Academic advisors are constantly striving to define the actions, thought processes, and behaviors of the students they serve. Often, advisors may turn to relevant theories to explore human behavior and, though not developed specifically to address the needs of academic advisors, the Riso-Hudson Enneagram Type Indicator [RHETI] is an intriguing addition to the field. In “Discovering Your Personality Type”, Don Richard Riso and Russ Hudson present their version of a universal typology indicator, which they claim has as many unique uses as it does users (p. 4). While the intro is a bit effusive, referencing spiritual forces and the enneagram’s roots in Greek philosophy, it would behoove advisors to dig deeper into the text and examine what role the enneagram can play in furthering one’s understanding of the self and those around them. As a typology, the RHETI seeks to outline notable patterns of human behavior by defining nine distinctive types. The nine types are simply titled numerically, with very basic titles that prompt the reader to delve further into the unique description that fits their designated type.

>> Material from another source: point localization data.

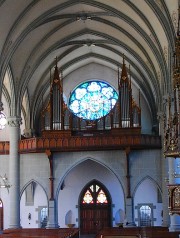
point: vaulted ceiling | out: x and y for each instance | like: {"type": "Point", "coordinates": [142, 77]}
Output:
{"type": "Point", "coordinates": [81, 32]}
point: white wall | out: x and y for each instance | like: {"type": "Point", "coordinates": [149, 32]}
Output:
{"type": "Point", "coordinates": [147, 193]}
{"type": "Point", "coordinates": [40, 200]}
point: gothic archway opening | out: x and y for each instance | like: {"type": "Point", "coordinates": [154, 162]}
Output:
{"type": "Point", "coordinates": [95, 208]}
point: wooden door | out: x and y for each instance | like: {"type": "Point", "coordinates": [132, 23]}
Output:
{"type": "Point", "coordinates": [95, 209]}
{"type": "Point", "coordinates": [1, 215]}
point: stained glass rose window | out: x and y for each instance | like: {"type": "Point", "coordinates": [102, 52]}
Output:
{"type": "Point", "coordinates": [92, 100]}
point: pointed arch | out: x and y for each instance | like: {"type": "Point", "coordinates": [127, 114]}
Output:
{"type": "Point", "coordinates": [95, 207]}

The authors are quick to add in a dose of caution in regards to the limitations of the RHETI. First, the possibility is acknowledged that a person may fall within one or more type which may in turn contribute to a sense of confusion and inconclusiveness. This is compounded by the inherent complexity of the indicator, in which the authors outline that a person should see aspects of themselves in each type, with the RHETI merely outlining their strengths or preferences.

One of the most interesting takes in the introduction of the text is the argument of nature vs. nurture, which is indirectly touched upon when the authors contend that personality is largely inborn and the result of temperament. This could be perceived to be a limitation of the indicator based on the user’s view on human behavioral development. As with other typology theories, there is also the danger of misusing the personality descriptors to constrain one’s interaction with students based on their perceived position or type. Again, the RHETI attempts to circumvent this issue by outlining that the entire enneagram is understood to be within each individual, and it is merely one’s personality strengths and preferences that are portrayed through the completion of the test.

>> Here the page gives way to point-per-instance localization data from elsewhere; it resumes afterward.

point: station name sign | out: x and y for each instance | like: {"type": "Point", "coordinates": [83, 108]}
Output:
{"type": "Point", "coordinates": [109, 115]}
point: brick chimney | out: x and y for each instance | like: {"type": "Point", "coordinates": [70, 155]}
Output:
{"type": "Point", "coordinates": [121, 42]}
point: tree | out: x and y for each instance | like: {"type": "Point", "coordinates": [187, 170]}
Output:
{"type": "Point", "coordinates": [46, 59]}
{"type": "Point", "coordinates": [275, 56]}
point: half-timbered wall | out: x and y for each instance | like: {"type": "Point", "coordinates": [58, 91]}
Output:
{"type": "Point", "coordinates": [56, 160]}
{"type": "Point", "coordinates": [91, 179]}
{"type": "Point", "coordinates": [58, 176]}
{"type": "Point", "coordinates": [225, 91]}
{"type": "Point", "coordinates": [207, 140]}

Where the RHETI falters is in its length and complexity in scoring. This is not a test that could be easily administered to students in an individual appointment, and scoring on sight would be difficult to accomplish in a timely manner. Also, the validation of the indicator stems primarily from a singular study as part of a doctoral dissertation. While the study, completed in 2001, did validate the application of the RHETI, additional studies will be necessary in the future to further examine the validity of the enneagram and its use in the field of higher education. After reviewing the text, my recommendation would be to engage the RHETI further and implement research which would allow for its continued development and potential implementation in an academic setting. The connection between each personality type is particularly interesting, and could potentially contribute positively to a greater understanding of human behavior in a post-secondary setting after adequate testing has been implemented.